ステーションワゴンは、グレード選択を容易にして納車までの待ち時間を短縮するため、オプション装備設定を少なくしている。セダンでオプション設定の装備標準設定するなどグレード化され、セダンとステーションワゴンは、同一グレードで装備に違いがあり価格差が大きいことがある(前期モデルのみ)[要出典]

後期モデルは車体のおよそ半分に相当する6,500点の部品を刷新した「Cクラス史上もっとも大規模なフェイスリフト」である。

5代目(2021年- )W206/S206

5代目 W206

2021年2月23日に欧州でオンラインによるワールドプレミアを実施し、6月29日に日本市場でセダンとステーションワゴンを同時発表した。2022年にオールテレインも導入された[5]。キャッチコピーは、「すべての想像を超えていく」。

ホイールベースは従来より25mm、後席レッグルームは21mmそれぞれ伸長し、後席ヘッドルームが13mm拡張されて後席の居住性が向上している。

搭載エンジンは全て4気筒のモジュラーエンジンに統一した。6気筒以上はAMGモデルも含めて廃止し、ボンネットマスコットを備える「エクスクルーシブ」も中国市場のロングボディを除いて廃止した[6]

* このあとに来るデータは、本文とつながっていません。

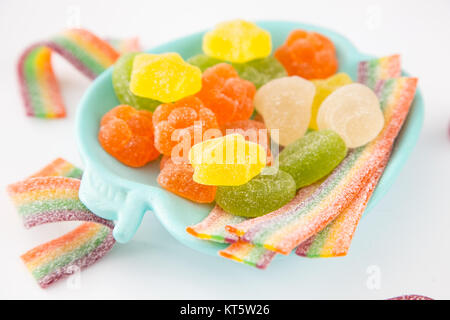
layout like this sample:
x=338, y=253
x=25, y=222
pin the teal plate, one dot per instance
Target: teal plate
x=114, y=191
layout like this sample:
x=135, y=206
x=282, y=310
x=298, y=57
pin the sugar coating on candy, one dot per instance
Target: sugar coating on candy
x=164, y=77
x=353, y=111
x=121, y=76
x=313, y=156
x=248, y=254
x=259, y=71
x=237, y=41
x=227, y=161
x=213, y=226
x=323, y=89
x=176, y=125
x=285, y=104
x=263, y=194
x=252, y=130
x=127, y=135
x=51, y=198
x=176, y=177
x=308, y=54
x=227, y=95
x=286, y=231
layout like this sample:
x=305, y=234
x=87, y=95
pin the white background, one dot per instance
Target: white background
x=405, y=239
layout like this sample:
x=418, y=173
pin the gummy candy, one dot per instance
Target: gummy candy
x=127, y=135
x=203, y=61
x=227, y=161
x=174, y=121
x=254, y=131
x=340, y=188
x=259, y=71
x=312, y=157
x=237, y=41
x=323, y=89
x=353, y=111
x=121, y=82
x=285, y=104
x=227, y=95
x=164, y=77
x=177, y=178
x=308, y=54
x=263, y=194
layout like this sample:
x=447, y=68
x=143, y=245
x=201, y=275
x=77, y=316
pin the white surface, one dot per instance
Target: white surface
x=405, y=239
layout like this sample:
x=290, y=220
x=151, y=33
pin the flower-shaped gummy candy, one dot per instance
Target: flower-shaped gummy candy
x=227, y=95
x=176, y=125
x=164, y=77
x=259, y=71
x=121, y=82
x=177, y=178
x=237, y=41
x=127, y=135
x=308, y=54
x=227, y=161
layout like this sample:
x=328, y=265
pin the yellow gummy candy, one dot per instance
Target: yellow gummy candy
x=164, y=77
x=237, y=41
x=227, y=161
x=323, y=89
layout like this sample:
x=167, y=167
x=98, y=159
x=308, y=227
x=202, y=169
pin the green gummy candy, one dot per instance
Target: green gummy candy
x=263, y=194
x=203, y=61
x=121, y=82
x=259, y=71
x=313, y=156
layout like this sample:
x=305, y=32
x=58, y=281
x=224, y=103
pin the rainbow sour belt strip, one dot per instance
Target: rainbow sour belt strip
x=213, y=226
x=39, y=86
x=54, y=198
x=286, y=231
x=335, y=239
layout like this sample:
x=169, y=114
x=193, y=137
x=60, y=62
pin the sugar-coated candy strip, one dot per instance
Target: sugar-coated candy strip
x=249, y=254
x=304, y=193
x=369, y=72
x=335, y=239
x=39, y=86
x=50, y=198
x=286, y=231
x=213, y=226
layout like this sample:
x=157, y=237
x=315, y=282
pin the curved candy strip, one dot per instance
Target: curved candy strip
x=286, y=231
x=39, y=87
x=335, y=239
x=53, y=198
x=213, y=226
x=247, y=253
x=369, y=72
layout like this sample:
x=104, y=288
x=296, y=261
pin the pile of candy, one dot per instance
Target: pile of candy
x=336, y=136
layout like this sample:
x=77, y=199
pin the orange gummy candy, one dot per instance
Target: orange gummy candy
x=127, y=135
x=252, y=130
x=227, y=95
x=177, y=178
x=308, y=54
x=174, y=120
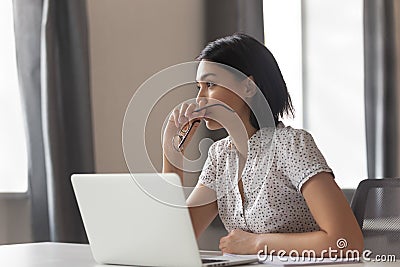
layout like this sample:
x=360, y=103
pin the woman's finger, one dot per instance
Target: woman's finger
x=176, y=117
x=189, y=110
x=182, y=119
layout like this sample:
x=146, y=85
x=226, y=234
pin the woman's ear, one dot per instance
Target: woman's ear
x=250, y=88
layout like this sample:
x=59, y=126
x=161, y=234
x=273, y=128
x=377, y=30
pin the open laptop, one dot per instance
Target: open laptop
x=141, y=219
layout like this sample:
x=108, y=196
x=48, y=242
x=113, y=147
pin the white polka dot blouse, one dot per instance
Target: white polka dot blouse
x=276, y=167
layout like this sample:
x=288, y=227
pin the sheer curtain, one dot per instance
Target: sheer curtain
x=52, y=56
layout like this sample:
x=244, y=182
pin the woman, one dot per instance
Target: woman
x=296, y=204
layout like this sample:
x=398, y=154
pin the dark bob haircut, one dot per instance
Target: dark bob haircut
x=252, y=58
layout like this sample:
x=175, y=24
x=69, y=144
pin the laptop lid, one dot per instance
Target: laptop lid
x=125, y=225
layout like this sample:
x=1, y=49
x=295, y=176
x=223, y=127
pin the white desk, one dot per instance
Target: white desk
x=77, y=255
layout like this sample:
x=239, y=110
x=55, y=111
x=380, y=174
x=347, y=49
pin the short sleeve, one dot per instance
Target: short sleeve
x=209, y=172
x=304, y=159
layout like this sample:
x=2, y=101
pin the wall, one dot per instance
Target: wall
x=130, y=41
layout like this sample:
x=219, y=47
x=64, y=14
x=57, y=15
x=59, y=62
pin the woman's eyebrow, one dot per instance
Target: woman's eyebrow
x=204, y=76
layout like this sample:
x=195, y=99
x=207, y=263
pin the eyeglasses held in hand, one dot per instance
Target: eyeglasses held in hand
x=179, y=139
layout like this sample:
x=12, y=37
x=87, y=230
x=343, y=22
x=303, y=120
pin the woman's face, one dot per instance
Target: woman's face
x=218, y=86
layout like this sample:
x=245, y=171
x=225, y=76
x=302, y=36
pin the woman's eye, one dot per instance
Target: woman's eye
x=210, y=84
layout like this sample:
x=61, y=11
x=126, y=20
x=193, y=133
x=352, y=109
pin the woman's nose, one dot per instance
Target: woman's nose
x=201, y=95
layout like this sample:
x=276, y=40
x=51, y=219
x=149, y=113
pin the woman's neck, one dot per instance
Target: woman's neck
x=240, y=137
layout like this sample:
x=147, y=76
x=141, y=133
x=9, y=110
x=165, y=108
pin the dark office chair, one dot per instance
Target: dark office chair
x=376, y=206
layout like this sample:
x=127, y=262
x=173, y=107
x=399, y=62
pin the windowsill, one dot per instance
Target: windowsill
x=14, y=195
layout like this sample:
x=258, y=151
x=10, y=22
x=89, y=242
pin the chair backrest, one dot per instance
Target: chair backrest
x=376, y=206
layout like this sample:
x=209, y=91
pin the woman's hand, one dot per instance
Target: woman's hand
x=172, y=155
x=178, y=120
x=239, y=242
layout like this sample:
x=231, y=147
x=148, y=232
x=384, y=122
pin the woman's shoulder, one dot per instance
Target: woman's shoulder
x=287, y=135
x=220, y=146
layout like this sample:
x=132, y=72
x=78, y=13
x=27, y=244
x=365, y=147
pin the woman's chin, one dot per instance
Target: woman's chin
x=212, y=124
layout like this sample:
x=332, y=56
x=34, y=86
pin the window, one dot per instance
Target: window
x=13, y=152
x=327, y=87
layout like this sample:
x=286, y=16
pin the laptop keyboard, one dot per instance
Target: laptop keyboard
x=211, y=260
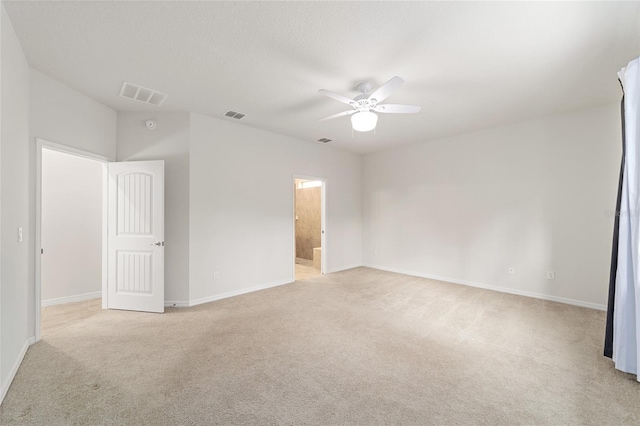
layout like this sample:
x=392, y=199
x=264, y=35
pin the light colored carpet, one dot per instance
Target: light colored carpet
x=357, y=347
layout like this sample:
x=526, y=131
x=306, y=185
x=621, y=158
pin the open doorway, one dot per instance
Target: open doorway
x=309, y=227
x=70, y=236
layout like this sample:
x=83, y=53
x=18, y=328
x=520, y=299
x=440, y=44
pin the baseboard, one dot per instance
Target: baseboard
x=14, y=368
x=496, y=288
x=176, y=304
x=182, y=304
x=69, y=299
x=343, y=268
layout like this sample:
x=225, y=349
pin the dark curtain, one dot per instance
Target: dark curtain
x=608, y=336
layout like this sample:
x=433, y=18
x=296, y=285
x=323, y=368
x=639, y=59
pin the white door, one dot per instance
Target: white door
x=136, y=236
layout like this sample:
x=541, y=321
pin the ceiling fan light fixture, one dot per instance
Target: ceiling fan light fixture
x=364, y=121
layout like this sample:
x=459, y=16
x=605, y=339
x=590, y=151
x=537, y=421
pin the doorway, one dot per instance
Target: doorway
x=70, y=236
x=309, y=195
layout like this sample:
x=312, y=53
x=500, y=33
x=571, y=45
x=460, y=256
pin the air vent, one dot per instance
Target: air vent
x=142, y=94
x=234, y=114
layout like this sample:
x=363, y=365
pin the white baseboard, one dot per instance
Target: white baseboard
x=496, y=288
x=343, y=268
x=69, y=299
x=175, y=304
x=182, y=304
x=14, y=368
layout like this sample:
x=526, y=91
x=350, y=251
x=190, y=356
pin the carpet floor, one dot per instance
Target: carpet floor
x=357, y=347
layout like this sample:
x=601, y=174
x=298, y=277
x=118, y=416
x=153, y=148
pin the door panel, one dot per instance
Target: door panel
x=136, y=236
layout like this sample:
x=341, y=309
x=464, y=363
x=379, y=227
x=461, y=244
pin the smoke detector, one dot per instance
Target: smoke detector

日本で販売するDセグメント乗用車として初のAR(Augmented Reality=拡張現実)ナビゲーションを装備し、Sクラス (W223) 譲りの最新技術を多数採用している。先代で設定したエアサスペンションは廃止して後輪操舵システム「リア・アクスルステアリング」を設定して小回り性能を高めた。

日本仕様はマイルドハイブリッドシステムの一種であるISGやプラグインハイブリッドを導入して全車電動化し、C 200/350 eは204PS・300Nmの高出力・高トルクを発生する1.5/2.0L直4ターボエンジンのM254/254M20型が、C 220 dは200PS・440Nmを発生する2.0L直4ディーゼルターボエンジンであるOM654M型が、Mercedes-AMG C 43/63 S EにはメルセデスAMG製の2.0L直4ターボエンジンであるM139型がそれぞれ搭載される。

脚注

  1. ^ C 220 d オールテレインを発売”. メルセデス・ベンツ日本合同会社. 2024年7月3日閲覧。
  2. ^ メルセデス・ベンツCクラスをフルモデルチェンジ”. メルセデス・ベンツ日本合同会社. 2024年7月3日閲覧。
  3. ^ 新型Cクラスを発表”. メルセデス・ベンツ日本合同会社. 2024年7月3日閲覧。
  4. ^ 「C 200 Exclusive Line Limited」を発表”. メルセデス・ベンツ日本合同会社. 2024年7月3日閲覧。
  5. ^ メルセデス・ベンツ、新型「Cクラス」発表 セダンは654万円から ステーションワゴンは680万円から”. Car Watch (2021年6月29日). 2021年7月1日閲覧。
  6. ^ 新型メルセデス・ベンツ Cクラスは4気筒のみの展開。直6やV8、さらにPHEVモデルはどうなるのか”. Webモーターマガジン. 2024年7月3日閲覧。